Maine has scored a court victory, and cable providers a defeat, over the state's law preventing ISPs from "using, disclosing, selling or permitting access to" a customer's personal information without express consent, and restricts the use of non-personal information if a customer opts out.

Related: ISPs Take Aim at Maine Law 

A Maine judge denied ISPs' motion that the court rule the state statute preempted by federal action and unconstitutional to boot, and instead granted the state's cross motion that the statute was not preempted. 

The ISP challenge will now have to go to trial. 

The Maine statute also holds that an ISP can't refuse to serve a customer or charge a penalty for not allowing use of their information, or offer a discount to induce them to give up information. 

ACA Connects, NCTA-The Internet & Television Association, CTIA, the wireless association; and USTelecom, together representing the vast majority of all wired and wireless ISPs, challenged the law in a Maine U.S. District Court and sought an immediate judgement based on the pleadings. 

The bill requires opt-in permission for what ISPs say is not sensitive personal information, an opt-out option for collection of data that is not personal at all, and preventing them from offering consumer-benefiting discounts or rewards.
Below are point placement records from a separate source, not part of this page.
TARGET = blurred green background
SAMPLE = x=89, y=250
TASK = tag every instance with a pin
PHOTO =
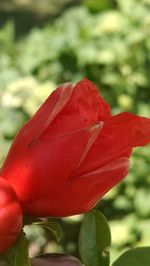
x=45, y=43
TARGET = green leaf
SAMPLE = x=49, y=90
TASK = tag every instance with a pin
x=17, y=255
x=134, y=257
x=94, y=240
x=53, y=227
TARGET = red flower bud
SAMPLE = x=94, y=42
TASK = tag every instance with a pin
x=72, y=152
x=10, y=216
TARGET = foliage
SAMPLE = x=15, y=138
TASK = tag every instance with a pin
x=110, y=44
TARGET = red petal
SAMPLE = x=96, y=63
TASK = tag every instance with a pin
x=39, y=123
x=40, y=171
x=118, y=136
x=84, y=108
x=81, y=194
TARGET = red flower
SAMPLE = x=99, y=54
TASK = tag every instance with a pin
x=10, y=216
x=72, y=152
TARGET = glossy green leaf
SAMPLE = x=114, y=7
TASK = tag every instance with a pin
x=53, y=227
x=134, y=257
x=17, y=255
x=94, y=240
The ISPs argue that such limitations are impermissible restrictions on how they communicate with their customers that are not “remotely tailored” to protecting consumer privacy and are thus unconstitutional restrictions on speech. 

ISPs argued that the state law was preempted by the congressional resolution invalidating privacy regulations adopted by the FCC under Democratic chair Tom Wheeler (so-called conflict preemption). They also said the law conflicted with the FCC's Restoring Internet Freedom Order because the FCC said the way to enforce privacy is a combination of ISP disclosures and Federal Trade Commission enforcement of those disclosures while the state was adopting prescriptive rules. 
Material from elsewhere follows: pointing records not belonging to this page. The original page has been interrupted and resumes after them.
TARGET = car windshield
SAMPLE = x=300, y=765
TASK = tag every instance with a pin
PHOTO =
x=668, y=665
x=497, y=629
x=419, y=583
Maine Attorney General Aaron Frey, the defendant in the suit, countered that the state law "regulates a space Congress explicitly left open, and any conflict is a figment of Plaintiffs’ imaginative pleading."  
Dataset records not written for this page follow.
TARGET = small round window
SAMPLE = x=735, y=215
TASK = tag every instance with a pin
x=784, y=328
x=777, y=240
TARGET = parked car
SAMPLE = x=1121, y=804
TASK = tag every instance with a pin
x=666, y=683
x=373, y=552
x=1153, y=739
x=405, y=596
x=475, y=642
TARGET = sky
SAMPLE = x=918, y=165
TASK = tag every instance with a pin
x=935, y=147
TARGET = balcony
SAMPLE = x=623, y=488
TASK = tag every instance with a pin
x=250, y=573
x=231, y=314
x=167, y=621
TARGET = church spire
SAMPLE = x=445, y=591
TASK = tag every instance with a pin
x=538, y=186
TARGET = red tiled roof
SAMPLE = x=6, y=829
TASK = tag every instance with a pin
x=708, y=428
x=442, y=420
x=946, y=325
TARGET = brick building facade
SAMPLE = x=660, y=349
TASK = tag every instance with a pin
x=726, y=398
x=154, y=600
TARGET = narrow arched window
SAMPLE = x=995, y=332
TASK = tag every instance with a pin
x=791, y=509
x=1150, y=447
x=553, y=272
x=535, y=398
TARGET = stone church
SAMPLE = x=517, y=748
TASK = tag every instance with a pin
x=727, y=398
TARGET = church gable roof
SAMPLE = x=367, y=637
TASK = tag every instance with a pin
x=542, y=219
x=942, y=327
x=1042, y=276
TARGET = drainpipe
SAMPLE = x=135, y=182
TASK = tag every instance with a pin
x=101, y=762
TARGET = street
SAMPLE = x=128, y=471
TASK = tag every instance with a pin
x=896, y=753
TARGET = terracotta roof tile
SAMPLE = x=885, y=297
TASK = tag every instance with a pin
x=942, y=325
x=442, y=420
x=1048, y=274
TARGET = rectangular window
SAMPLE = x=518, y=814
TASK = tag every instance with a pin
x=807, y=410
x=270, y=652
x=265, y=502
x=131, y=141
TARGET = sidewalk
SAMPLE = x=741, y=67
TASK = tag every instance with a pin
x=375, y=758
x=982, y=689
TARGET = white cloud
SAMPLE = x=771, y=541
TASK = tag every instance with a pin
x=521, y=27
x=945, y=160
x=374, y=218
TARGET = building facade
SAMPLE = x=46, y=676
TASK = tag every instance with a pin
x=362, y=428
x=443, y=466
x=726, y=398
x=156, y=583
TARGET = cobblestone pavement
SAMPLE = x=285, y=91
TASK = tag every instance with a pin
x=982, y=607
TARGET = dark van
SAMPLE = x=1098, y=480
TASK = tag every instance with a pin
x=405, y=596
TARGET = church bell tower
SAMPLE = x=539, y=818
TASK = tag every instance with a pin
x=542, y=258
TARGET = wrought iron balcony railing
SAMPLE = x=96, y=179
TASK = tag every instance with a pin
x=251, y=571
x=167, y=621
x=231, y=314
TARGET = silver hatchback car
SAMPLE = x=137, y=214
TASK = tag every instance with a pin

ISPs also argued that it was unconstitutionally vague due to lack of clarity about its geographic scope, so unclear as to whom the law would apply. For example, out of state residents using their mobile phones in the state. They also said it was void for vagueness due to the "nebulousness" of the definition of personal information. 

Judge Lance Walker said that since Congress' resolution was simply the nullification of the FCC's ISP privacy order, it created "no overarching federal policy, and enacts no scheme with which the Maine Privacy Statute can conflict." 

As to the unconstitutionally vague personal information definition. "Plaintiffs’ Motion simply fails to clarify how an ill-defined opt-in and opt-out regime would inhibit any protected First Amendment activity," said Walker, "for example, how it might chill them from preparing particular marketing materials for sale to customers. And, they have not begun to bear their burden to show the statute would be unconstitutional in “all of its applications,” as they must for a facial challenge ...Because Plaintiffs’ members are businesses accustomed to regulation, and the Privacy Statute does not appear to carry any criminal penalty, the vagueness review is less searching in this case," said Walker. 

As to the issue of geography, the judge said that as he saw it, the law "applies to a clearly-defined set of businesses when providing services to a clearly-defined set of customers; the law regulates ISPs operating in Maine serving customers that are physically located in Maine, and physically billed for those services in Maine." 

ISPs will still have a chance to make the rest of their case at trial. 

“While we disagree with the court's initial decision, the glaring deficiencies with the Maine privacy statute remain," said NCTA in a statement. "Consumers expect – and deserve – the same meaningful privacy protections across the internet. Broadband providers are united in support of a comprehensive national privacy framework that puts consumers first and applies to all companies, including all those operating online, in a uniform and technology-neutral manner.”